Personal information
- Nationality: Australian
- Born: August 1988 (age 36) Brisbane, Queensland

Sport
- Country: Australia
- Sport: Archery
- Event: Men's recurve

= Jesse McDonald (archer) =

Australian archer

Jesse McDonald (born August 1988) is an Australian archer, who was named to the 2012 Australian archery shadow Olympic squad.

==Personal==
McDonald was born in August 1988 in Brisbane, Queensland. He does carpentry. In 2003, he won the inaugural North-West News YoungStar sports award.

==Archery==
McDonald is an Australian archer who has trained at the Australian Institute of Sport since 2003 after beating 36 other aspiring archers to earn a scholarship. One of his archery related goals is to win an Olympic medal. In national competitions, he has represented the Australian Capital Territory and South Queensland Archery Society (SQAS).

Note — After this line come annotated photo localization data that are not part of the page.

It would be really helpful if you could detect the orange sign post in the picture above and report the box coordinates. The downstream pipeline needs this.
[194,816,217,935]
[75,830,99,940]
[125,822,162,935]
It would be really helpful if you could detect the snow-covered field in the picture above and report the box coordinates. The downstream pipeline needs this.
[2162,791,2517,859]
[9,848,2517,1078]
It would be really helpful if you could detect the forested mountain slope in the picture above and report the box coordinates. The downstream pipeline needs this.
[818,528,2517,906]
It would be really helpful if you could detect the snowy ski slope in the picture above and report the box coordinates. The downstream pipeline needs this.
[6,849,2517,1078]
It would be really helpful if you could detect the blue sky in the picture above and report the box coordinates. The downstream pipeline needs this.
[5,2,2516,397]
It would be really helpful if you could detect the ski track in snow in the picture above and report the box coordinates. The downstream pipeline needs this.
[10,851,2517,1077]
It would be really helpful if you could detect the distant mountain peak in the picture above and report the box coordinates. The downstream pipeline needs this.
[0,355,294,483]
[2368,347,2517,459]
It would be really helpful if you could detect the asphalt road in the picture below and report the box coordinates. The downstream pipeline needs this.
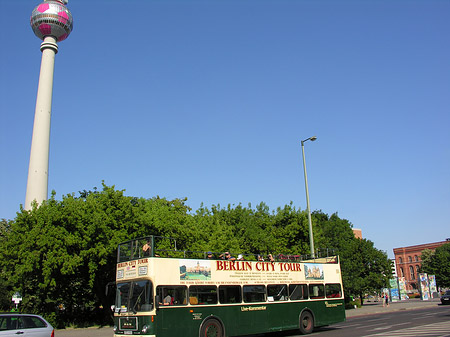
[56,326,112,337]
[259,305,450,337]
[55,303,450,337]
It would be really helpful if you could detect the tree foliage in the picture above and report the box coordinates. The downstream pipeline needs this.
[421,243,450,288]
[312,211,391,303]
[0,183,392,325]
[0,184,193,327]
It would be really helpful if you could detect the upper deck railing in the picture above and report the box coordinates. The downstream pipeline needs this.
[117,235,338,264]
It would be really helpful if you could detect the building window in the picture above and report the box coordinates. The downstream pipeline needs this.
[409,266,415,280]
[408,256,412,263]
[416,265,420,275]
[400,267,404,277]
[414,255,419,262]
[398,257,403,264]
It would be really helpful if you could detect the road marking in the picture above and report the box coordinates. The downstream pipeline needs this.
[372,326,392,331]
[334,323,363,328]
[363,320,450,337]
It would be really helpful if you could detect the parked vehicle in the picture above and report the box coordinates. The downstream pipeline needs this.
[0,313,54,336]
[441,290,450,305]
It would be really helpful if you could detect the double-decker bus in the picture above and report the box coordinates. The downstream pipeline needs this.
[113,236,345,337]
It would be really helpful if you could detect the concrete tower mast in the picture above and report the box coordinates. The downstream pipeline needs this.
[26,0,73,210]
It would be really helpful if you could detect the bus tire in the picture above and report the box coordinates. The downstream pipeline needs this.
[299,310,314,335]
[200,318,224,337]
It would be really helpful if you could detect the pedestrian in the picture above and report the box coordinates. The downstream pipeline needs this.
[385,293,389,307]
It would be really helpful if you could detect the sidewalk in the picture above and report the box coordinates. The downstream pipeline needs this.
[345,298,442,318]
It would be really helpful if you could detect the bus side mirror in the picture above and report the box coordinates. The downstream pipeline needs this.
[155,295,160,309]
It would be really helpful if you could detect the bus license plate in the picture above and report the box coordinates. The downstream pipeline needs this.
[124,331,132,335]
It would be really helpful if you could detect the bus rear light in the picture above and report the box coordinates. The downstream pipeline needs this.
[151,315,154,323]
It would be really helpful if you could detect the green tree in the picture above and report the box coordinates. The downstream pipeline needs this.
[0,184,192,327]
[0,183,393,326]
[345,238,391,303]
[0,219,13,310]
[270,203,310,255]
[420,249,434,269]
[0,218,11,238]
[312,212,391,304]
[421,243,450,288]
[192,202,312,258]
[312,211,355,256]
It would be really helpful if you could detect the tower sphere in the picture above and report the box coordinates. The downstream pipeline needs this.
[30,0,73,42]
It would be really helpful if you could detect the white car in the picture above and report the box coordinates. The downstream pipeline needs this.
[0,313,54,336]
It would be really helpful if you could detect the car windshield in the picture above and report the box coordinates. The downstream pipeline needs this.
[445,290,450,295]
[116,280,153,313]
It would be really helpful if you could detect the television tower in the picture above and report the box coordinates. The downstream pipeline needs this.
[25,0,73,210]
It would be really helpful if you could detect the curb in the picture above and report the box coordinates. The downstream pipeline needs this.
[345,299,441,318]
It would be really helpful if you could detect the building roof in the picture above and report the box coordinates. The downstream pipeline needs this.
[393,239,449,254]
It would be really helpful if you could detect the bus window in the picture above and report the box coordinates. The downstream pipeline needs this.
[189,286,217,305]
[219,285,242,304]
[116,280,153,312]
[289,284,308,300]
[156,286,187,306]
[243,285,266,303]
[116,282,131,311]
[326,284,342,298]
[267,284,288,301]
[308,284,325,299]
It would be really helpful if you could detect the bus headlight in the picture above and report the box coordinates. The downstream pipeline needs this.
[113,326,117,332]
[141,325,148,333]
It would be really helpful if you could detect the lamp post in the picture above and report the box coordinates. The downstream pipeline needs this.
[301,136,317,258]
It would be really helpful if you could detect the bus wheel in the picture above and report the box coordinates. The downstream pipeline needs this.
[200,318,223,337]
[299,310,314,335]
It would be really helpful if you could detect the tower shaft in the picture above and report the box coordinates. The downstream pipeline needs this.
[25,36,58,210]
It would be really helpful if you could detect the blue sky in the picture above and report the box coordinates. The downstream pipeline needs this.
[1,0,449,258]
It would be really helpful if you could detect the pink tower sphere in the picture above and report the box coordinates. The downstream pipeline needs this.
[30,0,73,42]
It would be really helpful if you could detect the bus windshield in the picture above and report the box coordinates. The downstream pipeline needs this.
[116,280,153,313]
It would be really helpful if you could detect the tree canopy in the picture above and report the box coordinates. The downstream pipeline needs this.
[0,183,391,326]
[311,211,392,303]
[421,243,450,288]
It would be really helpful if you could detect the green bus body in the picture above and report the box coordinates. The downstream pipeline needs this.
[114,299,344,336]
[113,236,346,337]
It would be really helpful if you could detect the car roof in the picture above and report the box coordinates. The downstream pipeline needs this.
[0,313,44,317]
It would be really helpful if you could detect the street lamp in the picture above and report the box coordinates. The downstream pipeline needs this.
[301,136,317,258]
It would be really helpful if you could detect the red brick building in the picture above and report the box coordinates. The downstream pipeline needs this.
[352,228,362,239]
[393,239,449,292]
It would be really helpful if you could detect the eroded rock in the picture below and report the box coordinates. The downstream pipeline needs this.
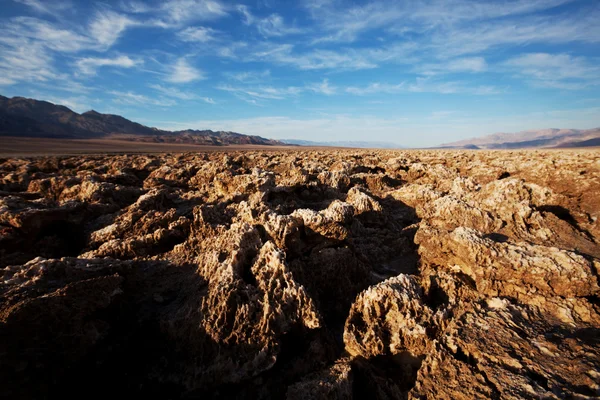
[0,149,599,399]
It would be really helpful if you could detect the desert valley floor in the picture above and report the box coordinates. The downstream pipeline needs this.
[1,148,599,399]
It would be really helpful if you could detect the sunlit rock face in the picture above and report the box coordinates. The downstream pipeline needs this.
[1,149,599,399]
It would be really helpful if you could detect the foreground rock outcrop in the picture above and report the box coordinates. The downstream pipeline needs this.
[1,149,599,399]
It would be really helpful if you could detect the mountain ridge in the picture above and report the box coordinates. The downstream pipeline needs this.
[0,95,284,146]
[440,127,600,149]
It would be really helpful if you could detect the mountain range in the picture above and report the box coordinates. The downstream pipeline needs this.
[0,95,284,146]
[2,95,599,149]
[440,128,600,149]
[281,139,403,149]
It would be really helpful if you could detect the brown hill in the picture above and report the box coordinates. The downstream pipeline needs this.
[441,127,600,149]
[0,95,284,146]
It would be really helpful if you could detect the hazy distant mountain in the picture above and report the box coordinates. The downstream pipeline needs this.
[281,139,403,149]
[440,128,600,149]
[0,95,284,146]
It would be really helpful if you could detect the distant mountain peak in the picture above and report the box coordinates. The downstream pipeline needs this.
[439,127,600,149]
[83,109,102,115]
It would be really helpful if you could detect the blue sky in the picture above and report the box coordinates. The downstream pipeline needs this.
[1,0,599,146]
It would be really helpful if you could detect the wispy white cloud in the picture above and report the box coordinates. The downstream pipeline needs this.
[212,1,598,77]
[237,6,302,37]
[407,78,502,95]
[249,43,378,70]
[148,84,197,100]
[504,53,600,90]
[0,42,57,85]
[429,13,600,58]
[0,76,17,85]
[164,0,227,23]
[13,0,71,17]
[0,35,94,91]
[214,39,417,71]
[299,0,599,85]
[305,0,405,43]
[166,58,204,83]
[237,5,254,24]
[418,57,487,75]
[409,0,574,24]
[307,79,336,95]
[217,78,340,103]
[256,14,303,37]
[224,69,271,83]
[120,1,154,14]
[215,41,248,59]
[2,17,93,52]
[75,55,140,75]
[2,12,140,55]
[89,10,138,49]
[305,0,578,44]
[346,82,406,95]
[149,83,215,104]
[145,0,227,28]
[0,12,195,87]
[217,84,302,101]
[346,78,501,95]
[109,90,177,107]
[177,26,219,42]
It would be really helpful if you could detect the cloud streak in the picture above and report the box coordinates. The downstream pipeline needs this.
[166,58,204,83]
[13,0,72,17]
[149,84,215,104]
[504,53,600,90]
[76,55,140,75]
[177,26,219,42]
[346,78,501,95]
[109,90,177,107]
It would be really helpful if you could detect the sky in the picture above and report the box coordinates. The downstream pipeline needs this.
[1,0,599,147]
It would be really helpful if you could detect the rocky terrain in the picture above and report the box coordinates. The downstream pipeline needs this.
[0,149,599,399]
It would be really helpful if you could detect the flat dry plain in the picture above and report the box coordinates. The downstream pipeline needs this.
[1,146,599,399]
[0,136,301,157]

In 2003, he trained for the 2004 Junior World Championships in England. In 2004, he was a member of Mount Petrie Archery in the Belmont area. He participated in the 2004 Australian National Junior Championships. At the 2006 Junior National Championships shooting for SQAS, McDonald finished first in the Junior Boys Recurve Freestyle event with a score of 2384. In match play, he started off ranked eighth. He competed in the Italian Grand Prix. In 2010, he finished third at the Australian archery championships with a total of 2528 points. In May 2011, he was ranked seventh nationally in the men's recurve. In September 2011, he was named to the Australian archery shadow Olympic squad, from which the selectors choose the Olympic team. At the September 2011 Australian Olympic Test event, he was ranked sixth with a score of 1311. He attended national team training camps in Canberra in September 2011 and March 2012. He was dropped from the shadow squad after the 2012 National Championships.